Statisticians and data analysts are in a kerfuffle about the recent remarks of AnnMaria De Mars, Ph.D. (President of The Julia Group and a SAS Global Forum attendee) in her blog that the open source statistical analysis tool R is an “epic fail,” or to put it in Twitterese, #epicfail:
I know that R is free and I am actually a Unix fan and think Open Source software is a great idea. However, for me personally and for most users, both individual and organizational, the much greater cost of software is the time it takes to install it, maintain it, learn it and document it. On that, R is an epic fail.
And oh, how the hashtags and comments and teeth-gnashing began!
Nathan Yau’s excellent FlowingData blog recaps the kerfuffle nicely, and his post has accumulated a thoughtful comments thread, as has Dr. De Mars’, to both of which I added my thoughts, expanded here:
To make my prejudices clear, I’ve spent several decades in commercial statistical software development (working in a variety of R&D roles at SYSTAT, StatView, JMP, SAS, and Predictum, and I now do custom JMP scripting, etc., for Global Pragmatica LLC.

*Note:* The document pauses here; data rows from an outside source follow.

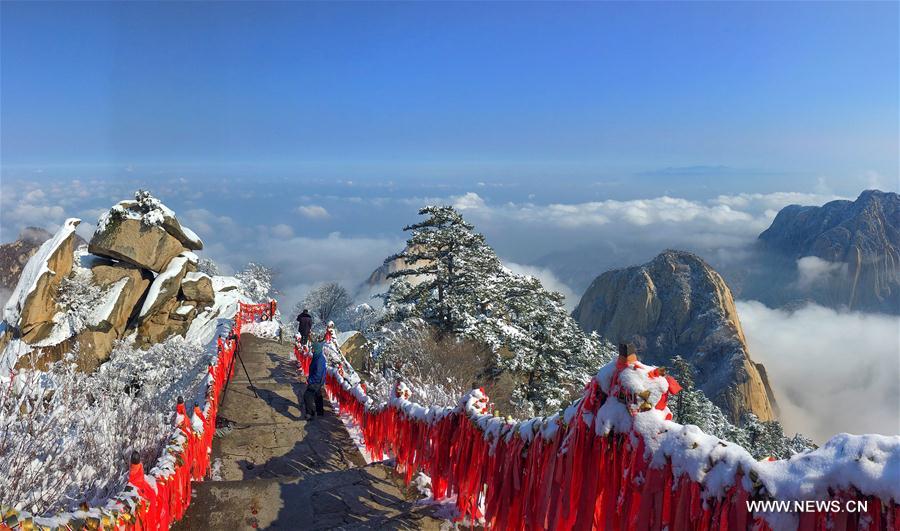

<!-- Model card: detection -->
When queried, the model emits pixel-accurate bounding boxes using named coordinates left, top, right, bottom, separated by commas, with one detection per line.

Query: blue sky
left=0, top=2, right=900, bottom=186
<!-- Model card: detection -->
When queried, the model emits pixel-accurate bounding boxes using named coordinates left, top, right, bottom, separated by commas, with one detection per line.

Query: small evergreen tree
left=385, top=206, right=499, bottom=332
left=297, top=282, right=352, bottom=324
left=235, top=262, right=274, bottom=302
left=386, top=207, right=613, bottom=413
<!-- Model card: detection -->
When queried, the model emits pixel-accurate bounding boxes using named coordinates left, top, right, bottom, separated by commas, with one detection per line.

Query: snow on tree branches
left=385, top=206, right=613, bottom=415
left=234, top=262, right=274, bottom=303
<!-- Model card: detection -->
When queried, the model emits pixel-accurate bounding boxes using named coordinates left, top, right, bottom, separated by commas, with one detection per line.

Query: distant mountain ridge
left=573, top=250, right=775, bottom=422
left=745, top=190, right=900, bottom=314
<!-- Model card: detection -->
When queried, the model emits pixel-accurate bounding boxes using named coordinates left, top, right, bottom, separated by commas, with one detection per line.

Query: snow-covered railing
left=234, top=299, right=278, bottom=333
left=0, top=301, right=264, bottom=530
left=295, top=340, right=900, bottom=530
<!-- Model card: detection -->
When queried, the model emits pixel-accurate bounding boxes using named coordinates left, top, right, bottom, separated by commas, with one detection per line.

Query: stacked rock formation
left=0, top=191, right=215, bottom=370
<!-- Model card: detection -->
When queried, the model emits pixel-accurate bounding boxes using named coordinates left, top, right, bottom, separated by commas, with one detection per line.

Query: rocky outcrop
left=746, top=190, right=900, bottom=314
left=91, top=263, right=153, bottom=336
left=88, top=218, right=184, bottom=272
left=138, top=256, right=188, bottom=319
left=573, top=251, right=775, bottom=422
left=0, top=227, right=87, bottom=296
left=4, top=218, right=81, bottom=342
left=364, top=244, right=429, bottom=291
left=0, top=192, right=218, bottom=370
left=181, top=272, right=216, bottom=304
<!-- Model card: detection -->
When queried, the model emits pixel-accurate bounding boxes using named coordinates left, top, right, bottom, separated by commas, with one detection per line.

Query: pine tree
left=386, top=207, right=613, bottom=413
left=385, top=206, right=499, bottom=332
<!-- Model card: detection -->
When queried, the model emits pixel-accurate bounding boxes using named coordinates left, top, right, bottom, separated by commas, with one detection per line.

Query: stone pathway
left=176, top=334, right=442, bottom=530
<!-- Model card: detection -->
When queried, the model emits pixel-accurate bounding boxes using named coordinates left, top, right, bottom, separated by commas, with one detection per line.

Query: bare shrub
left=370, top=319, right=491, bottom=406
left=0, top=338, right=210, bottom=515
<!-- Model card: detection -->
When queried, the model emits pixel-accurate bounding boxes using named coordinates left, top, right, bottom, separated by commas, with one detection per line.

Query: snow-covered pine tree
left=385, top=206, right=499, bottom=332
left=493, top=270, right=613, bottom=413
left=234, top=262, right=274, bottom=302
left=297, top=282, right=353, bottom=328
left=386, top=207, right=613, bottom=414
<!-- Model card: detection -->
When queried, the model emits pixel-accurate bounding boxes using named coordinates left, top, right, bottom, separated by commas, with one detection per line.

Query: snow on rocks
left=181, top=271, right=215, bottom=303
left=88, top=190, right=203, bottom=272
left=139, top=256, right=188, bottom=318
left=3, top=218, right=81, bottom=340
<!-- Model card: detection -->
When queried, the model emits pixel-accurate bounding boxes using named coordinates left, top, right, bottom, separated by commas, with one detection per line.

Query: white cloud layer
left=797, top=256, right=847, bottom=289
left=503, top=260, right=581, bottom=311
left=737, top=301, right=900, bottom=443
left=297, top=205, right=331, bottom=219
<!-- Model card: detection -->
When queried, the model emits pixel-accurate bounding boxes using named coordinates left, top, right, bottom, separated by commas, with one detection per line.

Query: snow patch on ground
left=140, top=255, right=188, bottom=317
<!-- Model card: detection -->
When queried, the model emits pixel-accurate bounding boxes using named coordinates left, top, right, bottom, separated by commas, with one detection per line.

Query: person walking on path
left=297, top=309, right=312, bottom=345
left=303, top=343, right=326, bottom=420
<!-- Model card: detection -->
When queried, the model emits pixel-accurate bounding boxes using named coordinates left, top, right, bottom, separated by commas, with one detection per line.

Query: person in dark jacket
left=303, top=343, right=326, bottom=420
left=297, top=310, right=312, bottom=344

I can say with hard-won authority that:
– good statistical software development is difficult and expensive
– good quality assurance is more difficult and expensive
– designing a good graphical user interface is difficult, and expensive
– a good GUI is worthwhile, because the easier it is to try more things, the more things you will try, &
– creative insight is worth a lot more than programming skill
Even commercial software tends to be under-supported, and I’ll be the first to admit that my own programming is as buggy as anybody else’s, but if I’m making life-and-death or world-changing decisions, I want to be sure that I’m not the only one who’s looked at my code, tested border cases, considered the implications of missing values, controlled for underflow and overflow errors, done smart things with floating point fuzziness, and generally thought about any given problem in a few more directions than I have. I want to know that when serious bugs are discovered, the knowledge will be disseminated and somebody’s job is on the line to fix them.
For all these reasons, I temper my sincere enthusiasm about the wide open frontiers of open source products like R with a conservative appreciation for software that has a big company’s reputation and future riding on its accuracy, and preferably a big company that has been in the business long enough to develop the paranoia that drives a fierce QA program.
R is great for what it is, as long as you bear in mind what it isn’t. Your own R code or R code that you find sitting around is only as good as your commitment to testing and understanding of thorny computational gotchas.
I share the apparently-common opinion that R’s interface leaves a lot to be desired. Confidentiality agreements prevent me from confirming or denying the rumors about JMP 9 interfacing with R, but I will say that if they turn out to be true, both products would benefit from it. JMP, like any commercial product, improves when it faces stiff competition and attends to it, and R, like most open source products, could use a better front end.
And now let me make my case for R being an epic success.
I like open source software. I use a bunch of it, and I do what I can for the cause (which isn’t much more than evangelism, unfortunately). For me, the biggest win with open source software is that it makes tools available to me, and others, who don’t need them enough to justify much of a price, but who can benefit from them when they’re affordable or free. When an open source tool gets something done for me, or eases some pain at least, I’m not that picky about its interface, and I’m willing to do my own validation (where applicable).
I can’t say that I love using Linux, but as a long-time UNIX geek and Mac OS X bigot, I am glad Linux is available, I use it for certain things, and I think it’s a whole lot better than Windows and other OSes, especially when Ubuntu builds work out. (I’ve had trouble getting JMP for Linux installed on Ubuntu, but that’s probably due to my own incompetence.) OpenOffice is kind of a pain, but it’s better than paying Microsoft for the privilege of enduring the epic fail that is Office, and it has much better support than Office for import/export of other formats. I love it that any number of open source projects are developing such fabulous tools as bzr version control, which I use daily, and that the FINK project is porting a whole bunch of great open source UNIX widgets to Mac OS X.
I think it’s wonderful that some of the world’s greatest analytical minds are using R to create publicly available routines for power-analysts. I love it that students and people who can’t afford commercial stats software, or who won’t use it enough to justify buying a license, have a high-quality open source option, if they’re willing to work at it a bit. I think it’s great that people who think Excel is good enough can’t make a price objection to upgrading to R.
I believe that democratizing innovation and proliferating analytical competence are good for us all. I count on projects like R and Linux to push commercial developers to make better products, and to force pricing and licensing of those products to remain reasonable. Monopolies are good for nobody, including monopolists.
Long live the proponents of R!
What do you think? Do you trust open source stats code? Do you think R’s interface is good enough? Is JMP’s any better? How heavily do you factor quality of documentation into decisions about software?